Monday, December 27, 2010

Push-Enter vs Eval-Apply

I use a simple 'push-enter' method where the callee determines, given the arity of the combinator and the number of arguments passed, how to rewrite a closure. Most optimizing functional compilers do arity-analysis and use an 'eval-apply' compilation scheme where the caller generates the code for the arity known at compile-time.

I can see most  of the benefits, primarily, it makes it possible to compile to C using it's normal calling convention. I.e., instead of trampolining thunks in the heap, most calls are translated to regular calls using the stack (the machine's calling convention) and closures are build in the heap on demand.

Translating to an abstract machine which uses a stack and heap, instead of just a heap, isn't a trivial move. Though, theoretically, combinators are easily translated to a stack/heap machine, at the moment, I fail to understand all the ramifications.

Is it true, and why would this be the case, that Clean's ABC machine is as fast as optimized native code?

Wednesday, December 22, 2010

What are Type Classes?

I joined the Haskell-cafe mailing list out of curiosity, and looked at some posts with some type-hacks. One of the questions it immediately threw up is: "What is a type-class, exactly?"

One of the reasons Hi has simple interfaces on typed values is that there is no short direct answer to the above in plain English. Well, that and the fact that there are programs for which Haskell has, or had, problems deriving the type or acts counter-intuitive. (Don't ask me for examples, it was just stuff I found in certain papers.)

So, since I am bored for the moment, think I'll spend some time whether there is an easy neat answer to that question.

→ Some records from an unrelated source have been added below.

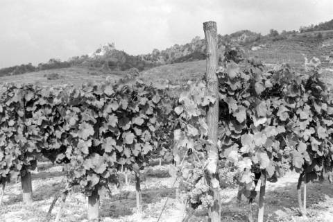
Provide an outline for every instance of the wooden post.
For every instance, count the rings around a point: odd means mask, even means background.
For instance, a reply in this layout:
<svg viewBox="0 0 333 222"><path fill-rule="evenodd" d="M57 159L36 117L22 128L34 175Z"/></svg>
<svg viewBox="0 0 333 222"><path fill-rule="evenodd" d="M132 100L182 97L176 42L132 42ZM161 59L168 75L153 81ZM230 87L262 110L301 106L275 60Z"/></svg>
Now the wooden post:
<svg viewBox="0 0 333 222"><path fill-rule="evenodd" d="M253 214L252 214L252 204L253 204L252 201L248 203L248 206L249 206L249 207L248 207L249 211L248 211L248 222L253 222L253 216L252 215Z"/></svg>
<svg viewBox="0 0 333 222"><path fill-rule="evenodd" d="M54 221L54 222L58 222L60 221L60 217L62 214L62 209L65 207L65 201L66 201L66 198L67 197L67 194L68 194L68 191L66 191L61 194L60 208L58 212L57 216L56 217L56 220Z"/></svg>
<svg viewBox="0 0 333 222"><path fill-rule="evenodd" d="M32 204L33 187L31 185L31 173L24 166L21 170L21 185L22 187L23 203L26 205Z"/></svg>
<svg viewBox="0 0 333 222"><path fill-rule="evenodd" d="M304 213L307 214L307 174L304 173L304 191L303 191Z"/></svg>
<svg viewBox="0 0 333 222"><path fill-rule="evenodd" d="M99 195L96 190L88 196L88 221L98 221L99 219Z"/></svg>
<svg viewBox="0 0 333 222"><path fill-rule="evenodd" d="M135 191L137 194L137 209L138 212L142 212L142 208L141 207L142 196L141 196L141 187L140 187L140 177L138 173L135 173Z"/></svg>
<svg viewBox="0 0 333 222"><path fill-rule="evenodd" d="M216 178L217 160L219 151L217 148L217 130L219 123L219 80L216 76L217 68L217 28L215 22L207 22L203 24L203 31L206 40L206 80L207 89L215 95L216 101L210 105L207 112L208 125L208 139L212 144L207 146L210 166L216 166L215 172L209 172L211 180ZM214 169L214 167L213 167ZM209 221L221 222L220 195L219 187L213 189L214 204L209 209Z"/></svg>
<svg viewBox="0 0 333 222"><path fill-rule="evenodd" d="M264 208L265 207L266 171L262 173L262 180L259 196L258 222L264 222Z"/></svg>
<svg viewBox="0 0 333 222"><path fill-rule="evenodd" d="M297 184L297 200L298 202L298 208L300 210L300 214L304 214L304 208L302 205L302 180L303 180L303 173L300 174L298 177L298 182Z"/></svg>
<svg viewBox="0 0 333 222"><path fill-rule="evenodd" d="M0 197L0 206L2 204L2 199L3 198L3 195L5 194L5 187L6 187L6 180L3 179L2 180L1 196Z"/></svg>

[ Sterling was so kind to start a Reddit thread on it, see the replies to this post. I don't like the current answers yet since I want a non-phenomenological explanation; I believe a construct in a programming language should have a clear description in plain English which precisely describes the operational behavior of constructs such that programmers do not experience surprises in using them. Most phenomenological explanations don't do it for me, neither does a precise mathematical explanation since you really don't want to understand code in terms of the typing algorithm, or a specification of that.]

Friday, December 17, 2010

SECD, G-Machines, Combinatorial Machines and DOTs

I am wondering whether I should sit down and write down my musings on DOT evaluation, I once dubbed it the C-Machine, as a pun at the G-Machine and my target language C. Thing is, I devised it myself and don't really know what to think about it.

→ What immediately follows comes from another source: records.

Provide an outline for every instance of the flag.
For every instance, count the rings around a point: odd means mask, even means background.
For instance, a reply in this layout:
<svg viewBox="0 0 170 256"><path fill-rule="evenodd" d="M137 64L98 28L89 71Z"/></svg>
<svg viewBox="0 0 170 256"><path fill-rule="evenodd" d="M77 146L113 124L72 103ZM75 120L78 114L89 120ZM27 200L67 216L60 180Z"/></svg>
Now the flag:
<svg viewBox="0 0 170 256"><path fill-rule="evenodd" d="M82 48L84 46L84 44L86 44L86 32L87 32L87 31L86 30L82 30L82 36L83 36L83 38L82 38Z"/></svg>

On first glance, it is just a reverse polish term rewrite system with eager semantics which is compiled down to a machine. It doesn't really make sense to see the DOT notation as a machine like SECD; for example, there is no code stack. On the other hand, it's not very complex, but there are a bunch of restrictions, invariants, and extra rules, which make it somewhat baroque for a notation.

Still, it is the simplest I could come up with, and it is a lot simpler than SECD or ZINC. It would make a lot more sense for people to, for instance, verify this simple scheme than a SECD machine which has its roots in Lisp and for which there are no real design rationale except for the fact that it works.

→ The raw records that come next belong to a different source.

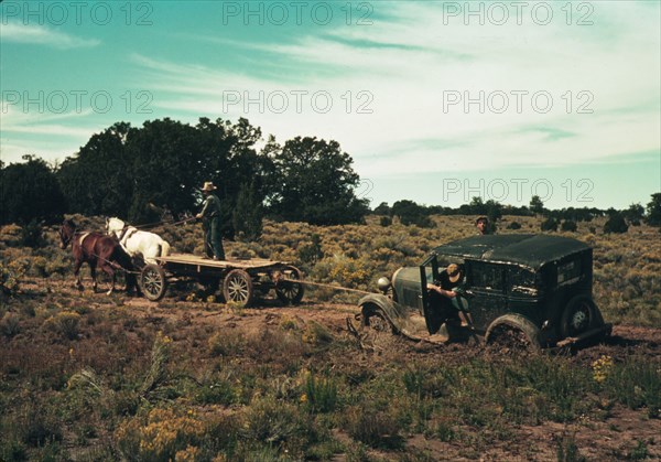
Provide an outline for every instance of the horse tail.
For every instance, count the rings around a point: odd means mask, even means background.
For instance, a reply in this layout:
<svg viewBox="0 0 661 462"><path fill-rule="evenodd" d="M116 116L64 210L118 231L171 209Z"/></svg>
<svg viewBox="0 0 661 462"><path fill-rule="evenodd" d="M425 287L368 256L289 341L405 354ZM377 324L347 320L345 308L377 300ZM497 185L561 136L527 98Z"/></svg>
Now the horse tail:
<svg viewBox="0 0 661 462"><path fill-rule="evenodd" d="M167 257L170 255L170 244L167 244L167 240L163 240L159 246L159 255L161 257Z"/></svg>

I also wonder whether SECD is faster by design, since lambda terms are mapped to it trivially (I guess), and I need the extra overhead of compiling down to combinators.

Moreover, why bother? I thought it might be fast, but at the moment, I overshot three performance metrics, code size, running time and memory consumption, each by a factor ten. Still, I am not sure that is the result of the scheme used. Or rather, the explosion seems to occur in the translation from combinators in Dot notation to abstract assembly, so, I probably messed up there. Does GHC still compile down to combinators internally?

Thursday, December 16, 2010

Log 121610

Changed the runtime to use the Hi ffi type structure as the normative reference instead of the libffi ffi type structure. Will need to extensively unit test this. Another feature, by seeing character data as values I'll end up copying to the heap, which is slow, and should probably automatically free whatever C returns, which may not always play well with the intension of C routines. Hey! It's a feature, not a bug.

Wednesday, December 15, 2010

The Woes of Change

To get to native string support, I ran into a set of mundane problems, the most pressing libffi support.

Since my language is bootstrapped, moving to string support is a non-trivial exercise since it changes a fundamental assumption on how data is represented.

In order to get it to work, I need to advance by going through the following steps:

  1. Devise a runtime which supports native strings
  2. Build a compiler which targets that runtime
  3. Build a compiler which uses that runtime
  4. Compile 2 with the regular compiler
  5. Compile 3 with 2
  6. Compile 3 with 3
Whoever taught me that bootstrapped languages are easily extended?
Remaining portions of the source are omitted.